All tests except the last one are calculated using FastQC In this table, we can see that 3 samples were excluded due to too shallow sequencing. Indeed, samples SRR5098710 and SRR5098580 do not satisfy this requirement even on raw read basis. They were included in this example project to demonstrate both the functionality of this webserver and the fact that not every sample uploaded in the SRA database is of well quality.

excluded samples
sample_id reason
S4 min_qc_read_count_failed
SRR5098580 min_qc_read_count_failed

The effect of QC can be impressively visualized by downloading the MultiQC reports at the bottom of this page (Ewels et al., 2016). Here we can see that the adapter content and per base sequence quality has been drastically improved after QC. This is typical for ITS analyzes. If the length of the ITS sub region is smaller than the fragment length during sequencing, not only the ITS subregion itself but also the adapter of the other read mate is being sequenced. This results in high adapter content and low sequence quality due to steric hindering during the process of sequencing by synthesis.

Raw Clean
Adapter clean Adapter clean
Adapter clean Adapter clean

Denoising

Denoising is the process of identifying correct biological sequences from quality controlled reads. This is done by removing potential sequencing errors.

As a sanity check, ITSx was used on the ASV sequences to see if the selected subregion ITS2 was indeed present in the raw reads:

Sanity checks

A tree of all representative sequences was generated using QIIME2, MAFFT, and FastTree (Bolyen et al., 2019; Katoh and Standley, 2013; Price et al., 2009). Here is a multiple sequence alignment of the 30 most prevalent ASVs: Multiple sequence alignment of ASVs Please note that this tree might not reflect proper phylogeny. To do so, one need usually a much larger amplicon e.g. a whole subunit of the rRNA genes. This tree was not used anywhere else in the analysis and is only to visualize differences between all inferred representative sequences.

DADA2

This step is specific to ASV profiling. They will not be used if OTU profiling was selected in the denoising parameter set.

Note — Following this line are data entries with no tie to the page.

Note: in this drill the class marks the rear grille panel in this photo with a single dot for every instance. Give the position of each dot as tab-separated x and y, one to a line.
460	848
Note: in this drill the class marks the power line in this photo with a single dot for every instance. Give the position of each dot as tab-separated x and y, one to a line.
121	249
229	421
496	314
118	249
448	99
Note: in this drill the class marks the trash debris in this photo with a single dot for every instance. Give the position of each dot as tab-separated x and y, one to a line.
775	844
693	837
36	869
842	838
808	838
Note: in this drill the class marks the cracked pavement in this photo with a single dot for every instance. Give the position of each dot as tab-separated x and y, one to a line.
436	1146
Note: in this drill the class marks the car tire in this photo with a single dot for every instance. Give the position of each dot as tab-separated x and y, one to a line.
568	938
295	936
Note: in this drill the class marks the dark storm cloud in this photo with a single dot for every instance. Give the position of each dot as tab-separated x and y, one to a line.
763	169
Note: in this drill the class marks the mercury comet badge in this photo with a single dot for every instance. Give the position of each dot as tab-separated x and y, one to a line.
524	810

This webserver process ASV profiling according to the official DADA2 ITS Pipeline Workflow (1.8) in a sample-wise manner. Sequencing errors are modeled for each sample and base transition separately. See the DADA2 paper for more details (Callahan et al., 2016). Here we can see the distribution of error frequency across all samples corresponding to the consensus quality score: DADA2 error model

During the steps of the DADA2 workflow, reads undergo additional filtering and trimming. Not every qc read can be assigned to a final ASV representative sequence. The read loss can be assessed here: Read loss during denoising

Phylotyping

Phylotyping is the process of taxonomic annotation of the denoised representative sequences.

59% of the AVS representative sequences were not annotated even at phylum level: Phylotyped sequences

However, taking taxon abundance into account, the majority of the reads are indeed taxonomically assigned: 92% and 94% at species and phylum rank, respectively. Most representative sequences are unclassified, but very low abundant. ASV profiling searches for very subtile sequence differences up to a single base. This results into a larger number of representative sequences compared to OTU profiling. Phylotyped abundances

Feature generation

Feature generation is the process of pooling denoised sequences at a given taxonomic rank. Furthermore, abundance profiles were normalized to make them comparable between differentially sequenced samples.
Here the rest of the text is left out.